Abbreviation: MDM, Medical Data Model; UMLS, Unified Medical Language System.

Usage Characteristics

[Fig. 3] presents the total number of data models between 2011 and 2024. Between 2016 and March 2024, the total number of models increased from 4,387 to 25,257. The median number of versions per data model is 1 (range: 1–20, IQR: 1–2). MDM has 14,251 registered users worldwide (as of March 2024). [Fig. 4] presents an MDM screenshot with exemplary search results.

Fig. 3 Time course of developing the MDM contents. MDM, Medical Data Model.

Fig. 4 Screenshot from MDM portal. Search results for “heart failure” are displayed. MDM, Medical Data Model.

Discussion

The MDM Portal has been regularly presented at scientific congresses of the European Federation for Medical Informatics (https://efmi.org/), German Association for Medical Informatics, Biometry, and Epidemiology (https://www.gmds.de/), Meetings of the German CDISC User Network (https://www.cdisc.org/), and others. In cooperation with the technology and method platform for networked medical research (TMF e.V., https://www.tmf-ev.de/), workshops have been held annually and over 100 users have been trained, and continuous feedback on community requirements for MDM contents has been obtained. Further, an external team (University of Applied Sciences Bern, Switzerland) performed a usability study of the MDM Portal.[22] This study addressed technical aspects (e.g., test with Web site tool Nibbler) and offered an assessment by 10 users from two clinical trial units. In addition, 80% of the users agreed or strongly agreed that MDM provides relevant and reliable information.
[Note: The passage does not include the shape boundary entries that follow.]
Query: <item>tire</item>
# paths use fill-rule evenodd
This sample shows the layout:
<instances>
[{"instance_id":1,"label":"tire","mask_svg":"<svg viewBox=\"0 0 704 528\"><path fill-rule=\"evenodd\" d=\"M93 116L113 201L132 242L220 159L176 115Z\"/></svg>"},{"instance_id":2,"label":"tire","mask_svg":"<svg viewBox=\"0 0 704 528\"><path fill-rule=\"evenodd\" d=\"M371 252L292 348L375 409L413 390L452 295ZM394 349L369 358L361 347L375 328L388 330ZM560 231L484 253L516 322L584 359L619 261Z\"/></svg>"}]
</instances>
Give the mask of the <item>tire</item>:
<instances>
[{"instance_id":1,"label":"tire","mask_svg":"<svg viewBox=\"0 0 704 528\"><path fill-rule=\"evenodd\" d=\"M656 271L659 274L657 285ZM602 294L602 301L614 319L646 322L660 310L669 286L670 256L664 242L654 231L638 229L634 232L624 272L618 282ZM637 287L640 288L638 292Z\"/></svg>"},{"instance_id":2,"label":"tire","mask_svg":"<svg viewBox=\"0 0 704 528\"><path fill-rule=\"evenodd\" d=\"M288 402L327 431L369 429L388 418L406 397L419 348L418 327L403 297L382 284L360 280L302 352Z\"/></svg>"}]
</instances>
As described above, the MDM Portal's dataset provides semantic annotation with UMLS codes, especially for items. Another important semantic coding system is SNOMED, which is widely used in Europe and beyond. However, although several countries do not have a national SNOMED license yet, users with a SNOMED license can make use of existing cross-mappings between UMLS and SNOMED. Further, semantically annotated data models can be compared with tools like ODMSummary[21] or CDEGenerator,[14] for example, to develop common data elements for information systems. This has already been done, e.g., for acute coronary syndrome,[5] acute myeloid leukemias,[6] and the neuroinflammatory disease multiple sclerosis.[7] The latter was developed for use in neurological units of two university hospitals.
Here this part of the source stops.